Comedy Quotes & Jokes / page 582
My recipe for dealing with anger and frustration: set the kitchen timer for twenty minutes, cry, rant, and rave, and at the sound of the bell, simmer down and go about business as usual.
So hello! I'm good at hello, I'm not very good with goodbye, especially on the phone. I don't know what's happened, every time I say goodbye I sound like a fucking idiot. What is it? You sound like a child, you feel it coming when you're on the phone. It can be a very serious conversation "of course I'll be at the funeral, I loved your father deeply, I'll say a few words. [high pitched] Byeeeeee!" Why am I doing that?
Some people are against porno and I say, “Hey, whatever a man and a woman and another woman with a penis and a midget do to a donkey, that’s their business.”
If you want to stop two people from having sex, let them get married.
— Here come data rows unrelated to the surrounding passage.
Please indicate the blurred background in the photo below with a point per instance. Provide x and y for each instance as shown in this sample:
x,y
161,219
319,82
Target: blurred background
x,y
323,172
I watched Master Class with Lorne Michaels on OWN. How can somebody produce a sketch show and talk for an hour and not say something even slightly amusing, or sarcastic, or ironic, or interesting, or informative? ‘My mission as a producer is to encourage creativity.’ Mission accomplished.
If you eat a lot of spicy food, you can damage your sense of taste. When I was in Mexico last year, I was listening to a lot of Michael Bolton.
USA Today has come out with a new survey - apparently, three out of every four people make up 75% of the population.
I'm cool with failing so long as I know that there are people around me that love me unconditionally.
You might be a redneck if you owe the taxidermist more than your annual income.
The greatest missile in the world is useless... unless it's targeted. A torpedo is adrift unless it has someplace to go. An arrow is pointless unless it hits something. So it's important for kids - for everyone, even if you fail at first - to target something and head in that direction. With all your might.
I think we can all agree that sleeping around is a great way to meet people.